Sql-server – SQL Server transaction replication agent error

replicationsql serversql-server-2008-r2

We are running transaction replication on SQL Server 2008 R2 SP3. Distribution agents are reporting :

"Agent is retrying after an error. 3 retries attempted"

every 10 minutes. Tried changing the query timeout values, restarted SQL Server agent and stopped and restarted the distribution agent. There are no errors in the job log, SQL Server error logs or windows event logs that appear relevant.

Best Answer

Note: This answer is based on OP's comment under the question. So credit goes to them for finding the solution.

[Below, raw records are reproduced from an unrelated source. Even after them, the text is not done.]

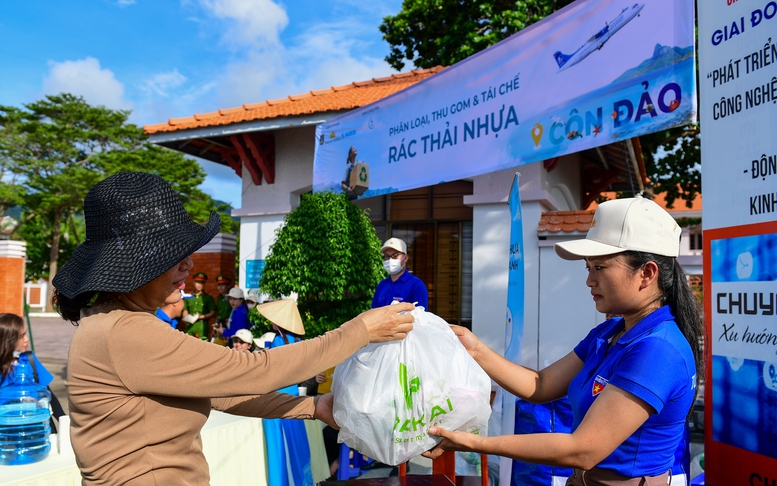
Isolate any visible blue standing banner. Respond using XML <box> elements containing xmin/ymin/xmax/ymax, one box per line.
<box><xmin>313</xmin><ymin>0</ymin><xmax>696</xmax><ymax>198</ymax></box>
<box><xmin>500</xmin><ymin>172</ymin><xmax>525</xmax><ymax>484</ymax></box>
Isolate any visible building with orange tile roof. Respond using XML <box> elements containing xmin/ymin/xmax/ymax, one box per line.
<box><xmin>145</xmin><ymin>67</ymin><xmax>696</xmax><ymax>369</ymax></box>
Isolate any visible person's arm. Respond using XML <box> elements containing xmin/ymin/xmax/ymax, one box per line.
<box><xmin>451</xmin><ymin>326</ymin><xmax>583</xmax><ymax>403</ymax></box>
<box><xmin>423</xmin><ymin>384</ymin><xmax>655</xmax><ymax>470</ymax></box>
<box><xmin>211</xmin><ymin>393</ymin><xmax>340</xmax><ymax>429</ymax></box>
<box><xmin>106</xmin><ymin>304</ymin><xmax>413</xmax><ymax>398</ymax></box>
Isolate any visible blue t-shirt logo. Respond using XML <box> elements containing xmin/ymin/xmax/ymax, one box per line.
<box><xmin>591</xmin><ymin>375</ymin><xmax>609</xmax><ymax>397</ymax></box>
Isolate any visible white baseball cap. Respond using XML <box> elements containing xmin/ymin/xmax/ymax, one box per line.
<box><xmin>555</xmin><ymin>197</ymin><xmax>682</xmax><ymax>260</ymax></box>
<box><xmin>380</xmin><ymin>238</ymin><xmax>407</xmax><ymax>254</ymax></box>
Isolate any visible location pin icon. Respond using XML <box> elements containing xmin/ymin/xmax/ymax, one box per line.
<box><xmin>531</xmin><ymin>123</ymin><xmax>542</xmax><ymax>148</ymax></box>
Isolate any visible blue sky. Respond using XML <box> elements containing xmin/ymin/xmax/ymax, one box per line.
<box><xmin>0</xmin><ymin>0</ymin><xmax>400</xmax><ymax>207</ymax></box>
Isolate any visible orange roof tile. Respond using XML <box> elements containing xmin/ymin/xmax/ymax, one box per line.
<box><xmin>537</xmin><ymin>196</ymin><xmax>701</xmax><ymax>233</ymax></box>
<box><xmin>143</xmin><ymin>66</ymin><xmax>444</xmax><ymax>134</ymax></box>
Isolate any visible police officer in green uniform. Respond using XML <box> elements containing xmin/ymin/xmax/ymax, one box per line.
<box><xmin>183</xmin><ymin>272</ymin><xmax>216</xmax><ymax>341</ymax></box>
<box><xmin>216</xmin><ymin>275</ymin><xmax>232</xmax><ymax>327</ymax></box>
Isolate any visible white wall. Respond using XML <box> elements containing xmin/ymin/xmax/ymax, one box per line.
<box><xmin>239</xmin><ymin>214</ymin><xmax>285</xmax><ymax>290</ymax></box>
<box><xmin>232</xmin><ymin>126</ymin><xmax>316</xmax><ymax>288</ymax></box>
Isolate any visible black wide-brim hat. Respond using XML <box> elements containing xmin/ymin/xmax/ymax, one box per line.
<box><xmin>52</xmin><ymin>172</ymin><xmax>221</xmax><ymax>299</ymax></box>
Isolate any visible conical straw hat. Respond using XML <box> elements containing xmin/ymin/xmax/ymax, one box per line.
<box><xmin>256</xmin><ymin>299</ymin><xmax>305</xmax><ymax>336</ymax></box>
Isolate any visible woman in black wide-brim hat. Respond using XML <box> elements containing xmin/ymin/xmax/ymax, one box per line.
<box><xmin>53</xmin><ymin>172</ymin><xmax>412</xmax><ymax>485</ymax></box>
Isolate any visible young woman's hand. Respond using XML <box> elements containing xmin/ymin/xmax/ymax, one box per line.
<box><xmin>359</xmin><ymin>302</ymin><xmax>415</xmax><ymax>343</ymax></box>
<box><xmin>421</xmin><ymin>427</ymin><xmax>483</xmax><ymax>459</ymax></box>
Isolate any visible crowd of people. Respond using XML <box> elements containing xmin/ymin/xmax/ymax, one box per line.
<box><xmin>19</xmin><ymin>173</ymin><xmax>704</xmax><ymax>486</ymax></box>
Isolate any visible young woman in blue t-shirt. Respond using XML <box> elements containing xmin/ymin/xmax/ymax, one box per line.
<box><xmin>425</xmin><ymin>198</ymin><xmax>703</xmax><ymax>486</ymax></box>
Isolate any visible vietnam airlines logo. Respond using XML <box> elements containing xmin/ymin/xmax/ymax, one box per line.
<box><xmin>399</xmin><ymin>363</ymin><xmax>421</xmax><ymax>410</ymax></box>
<box><xmin>591</xmin><ymin>375</ymin><xmax>609</xmax><ymax>397</ymax></box>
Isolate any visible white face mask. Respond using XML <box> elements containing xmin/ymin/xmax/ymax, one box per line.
<box><xmin>383</xmin><ymin>259</ymin><xmax>402</xmax><ymax>275</ymax></box>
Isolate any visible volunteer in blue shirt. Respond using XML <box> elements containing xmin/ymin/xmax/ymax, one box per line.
<box><xmin>372</xmin><ymin>238</ymin><xmax>429</xmax><ymax>310</ymax></box>
<box><xmin>425</xmin><ymin>197</ymin><xmax>703</xmax><ymax>486</ymax></box>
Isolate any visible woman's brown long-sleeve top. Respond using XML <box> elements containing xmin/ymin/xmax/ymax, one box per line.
<box><xmin>66</xmin><ymin>310</ymin><xmax>369</xmax><ymax>485</ymax></box>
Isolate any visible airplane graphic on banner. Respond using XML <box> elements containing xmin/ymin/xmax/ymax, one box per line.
<box><xmin>553</xmin><ymin>3</ymin><xmax>645</xmax><ymax>72</ymax></box>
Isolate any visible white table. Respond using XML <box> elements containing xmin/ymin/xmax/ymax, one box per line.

Faced this issue my self, which is how I ended up here. Like @PMSawyer said, there was a negative value in the run_duration column of sys.jobhistory for the Agent job.

The following query can be used to find if there are any negative values.

SELECT * FROM msdb.dbo.sysjobhistory WHERE job_id = ( SELECT job_id FROM msdb.dbo.sysjobs WHERE name = 'INPUT_YOUR_AGENT_JOB_NAME_HERE' ) AND run_duration < 0 ORDER BY run_date DESC

If this query produces an output, it is very likely that that is what is causing the problem. The negative value will need to be removed by purging the agent job's history, the following query can be used for that.

msdb.dbo.sp_purge_jobhistory @job_name = 'INPUT_YOUR_AGENT_JOB_NAME_HERE'

The output would look something like: 12 history entries purged..

Purging the job history doesn't affect replication in any way, in case that's a concern.

Also, in my case the reason this negative value came to be was that the server time had changed in accordance with Day Light Savings. The server clock and moved an hour behind.

On an unrelated note, I don't know fancy techniques like linking to OP's comment that provided the basis for this answer, if anyone cares enough to do that, it'd be great.